- Title card
- Directed by: Kausic
- Written by: Kausic
- Produced by: A. M. Sathiyanesan
- Starring: Sivakumar Poornima
- Cinematography: R. Sampath
- Edited by: S. I. Perumal R. Rajagopal
- Music by: K. V. Mahadevan
- Production company: Elizabeth Productions
- Release date: 13 March 1981;
- Country: India
- Language: Tamil

= Neruppile Pootha Malar =

Neruppile Pootha Malar is a 1981 Indian Tamil-language film written and directed by Kausic. The film stars Sivakumar and Poornima.
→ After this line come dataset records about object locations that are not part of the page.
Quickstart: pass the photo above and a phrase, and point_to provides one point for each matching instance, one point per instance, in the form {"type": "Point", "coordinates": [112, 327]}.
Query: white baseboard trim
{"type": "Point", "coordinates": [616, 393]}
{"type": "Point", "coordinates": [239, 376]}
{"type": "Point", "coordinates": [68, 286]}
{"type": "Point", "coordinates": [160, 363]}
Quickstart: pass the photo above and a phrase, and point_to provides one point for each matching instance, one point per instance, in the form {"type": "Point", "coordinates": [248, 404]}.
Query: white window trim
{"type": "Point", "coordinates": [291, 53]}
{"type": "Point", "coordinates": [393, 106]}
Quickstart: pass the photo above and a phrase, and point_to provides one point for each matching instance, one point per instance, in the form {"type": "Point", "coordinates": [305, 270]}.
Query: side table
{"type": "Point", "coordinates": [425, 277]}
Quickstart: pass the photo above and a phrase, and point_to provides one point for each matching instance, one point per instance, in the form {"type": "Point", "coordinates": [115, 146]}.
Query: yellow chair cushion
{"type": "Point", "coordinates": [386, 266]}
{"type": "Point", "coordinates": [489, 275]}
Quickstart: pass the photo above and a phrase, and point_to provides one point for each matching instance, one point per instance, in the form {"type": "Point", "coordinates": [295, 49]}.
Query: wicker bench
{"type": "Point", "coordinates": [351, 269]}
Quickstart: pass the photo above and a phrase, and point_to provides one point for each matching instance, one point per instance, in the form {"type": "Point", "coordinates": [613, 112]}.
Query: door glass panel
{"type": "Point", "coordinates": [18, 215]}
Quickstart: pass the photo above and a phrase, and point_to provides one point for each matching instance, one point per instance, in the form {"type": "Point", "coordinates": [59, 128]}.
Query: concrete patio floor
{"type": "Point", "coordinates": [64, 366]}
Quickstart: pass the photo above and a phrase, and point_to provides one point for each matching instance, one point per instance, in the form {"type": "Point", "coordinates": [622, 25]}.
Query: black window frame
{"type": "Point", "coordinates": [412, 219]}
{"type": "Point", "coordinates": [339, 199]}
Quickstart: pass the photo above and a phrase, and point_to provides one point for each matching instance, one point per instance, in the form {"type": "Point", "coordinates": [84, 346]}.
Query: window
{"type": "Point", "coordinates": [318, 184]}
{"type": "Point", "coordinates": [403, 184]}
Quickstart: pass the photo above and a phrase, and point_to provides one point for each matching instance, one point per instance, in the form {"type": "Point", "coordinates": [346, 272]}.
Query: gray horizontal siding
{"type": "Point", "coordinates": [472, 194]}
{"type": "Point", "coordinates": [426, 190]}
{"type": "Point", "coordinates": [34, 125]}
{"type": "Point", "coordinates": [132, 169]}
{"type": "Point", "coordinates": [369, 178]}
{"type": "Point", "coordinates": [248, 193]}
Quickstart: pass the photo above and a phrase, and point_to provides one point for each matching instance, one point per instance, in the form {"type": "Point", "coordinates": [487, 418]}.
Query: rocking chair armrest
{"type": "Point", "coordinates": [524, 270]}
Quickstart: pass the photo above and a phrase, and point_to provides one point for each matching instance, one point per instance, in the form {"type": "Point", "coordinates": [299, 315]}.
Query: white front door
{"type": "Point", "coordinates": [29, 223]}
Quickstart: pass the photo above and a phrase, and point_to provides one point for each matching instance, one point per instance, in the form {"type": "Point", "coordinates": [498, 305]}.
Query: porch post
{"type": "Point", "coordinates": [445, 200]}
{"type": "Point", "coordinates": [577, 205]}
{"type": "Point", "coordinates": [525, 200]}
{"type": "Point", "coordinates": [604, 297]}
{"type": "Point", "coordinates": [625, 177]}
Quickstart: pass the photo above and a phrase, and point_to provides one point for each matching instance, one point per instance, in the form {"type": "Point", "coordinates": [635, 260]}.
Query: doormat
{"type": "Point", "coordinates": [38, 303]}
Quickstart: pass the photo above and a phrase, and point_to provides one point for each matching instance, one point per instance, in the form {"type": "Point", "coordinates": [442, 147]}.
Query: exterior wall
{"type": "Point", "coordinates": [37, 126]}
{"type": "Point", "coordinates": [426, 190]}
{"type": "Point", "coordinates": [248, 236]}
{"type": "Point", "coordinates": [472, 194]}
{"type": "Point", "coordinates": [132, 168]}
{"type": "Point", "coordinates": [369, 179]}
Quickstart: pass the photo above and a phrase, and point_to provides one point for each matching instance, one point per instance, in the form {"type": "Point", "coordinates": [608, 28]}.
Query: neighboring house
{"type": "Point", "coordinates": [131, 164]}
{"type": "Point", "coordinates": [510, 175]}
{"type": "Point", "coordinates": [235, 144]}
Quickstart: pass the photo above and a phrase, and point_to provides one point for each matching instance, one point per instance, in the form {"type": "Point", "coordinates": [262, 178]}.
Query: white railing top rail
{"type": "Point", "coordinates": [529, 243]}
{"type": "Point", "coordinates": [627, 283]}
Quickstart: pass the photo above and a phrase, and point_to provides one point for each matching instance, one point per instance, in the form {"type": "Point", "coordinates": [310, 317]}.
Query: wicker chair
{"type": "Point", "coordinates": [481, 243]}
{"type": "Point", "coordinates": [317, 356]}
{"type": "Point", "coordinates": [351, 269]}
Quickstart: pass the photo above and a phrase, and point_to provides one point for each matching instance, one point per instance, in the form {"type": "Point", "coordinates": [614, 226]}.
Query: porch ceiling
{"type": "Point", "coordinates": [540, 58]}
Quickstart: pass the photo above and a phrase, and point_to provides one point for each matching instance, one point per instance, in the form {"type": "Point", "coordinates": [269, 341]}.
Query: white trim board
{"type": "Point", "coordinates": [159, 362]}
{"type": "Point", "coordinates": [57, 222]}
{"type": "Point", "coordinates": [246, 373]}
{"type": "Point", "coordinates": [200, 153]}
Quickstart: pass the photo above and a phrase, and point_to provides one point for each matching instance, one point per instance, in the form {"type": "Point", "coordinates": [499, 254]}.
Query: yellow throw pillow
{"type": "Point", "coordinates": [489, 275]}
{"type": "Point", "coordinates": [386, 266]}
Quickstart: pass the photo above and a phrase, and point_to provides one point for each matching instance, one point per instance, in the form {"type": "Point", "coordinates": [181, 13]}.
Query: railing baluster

It was released on 13 March 1981.

== Cast ==
- Sivakumar as Lawrence
- Poornima as Mary
- Sathaar as Mary's uncle
- V. Gopalakrishnan
- Y. G. Parthasarathy
- Udayasankar
- V. P. Nayyar
- Ponnamma

== Production ==
Neruppile Pootha Malar was written and directed by Perumal of Nagercoil, using the stage name Kausic, and produced by A. M. Sathiyanesan of Elizabeth Productions. Cinematography was handled by R. Sampath, and editing by S. I. Perumal and R. Rajagopal. Principal photography began on 14 April 1980 at Maryland Studios. After completing the shooting there, Kausic went to Kanyakumari and spent ten days shooting at Lady Immaculate Middle School, the church on the east coast of Kanyakumari, the Virgin Mary statue on the West Coast, Gandhimandapam, Vivekananda Mandapam, Swimming Pool and then Chittar Dam. The climax scene began filming on 30 October at St. Lourdes Temple, Chetpet, and involved over 3000 extras.

== Soundtrack ==
The soundtrack was composed by K. V. Mahadevan.

Track listing
| No. | Title | Lyrics | Singer(s) | Length |
|---|---|---|---|---|
| 1. | "Athimaram Poopathillai" | Pulamaipithan | Malaysia Vasudevan |  |
| 2. | "Iravinil Paniyinil Iruvarum" | Kannadasan | Vani Jairam, P. Jayachandran |  |
| 3. | "Engengum Aval Mugam" | Kannadasan | P. Jayachandran |  |

== Release and reception ==
Neruppile Pootha Malar was released on 13 March 1981. When the film was screened for Sivakumar's friends at the Savera Hotel, his sons Suriya and Karthi, who were also present, reacted with shock at the climax as it involved their father's character being mercilessly beaten. Nalini Sastry of Kalki panned the film.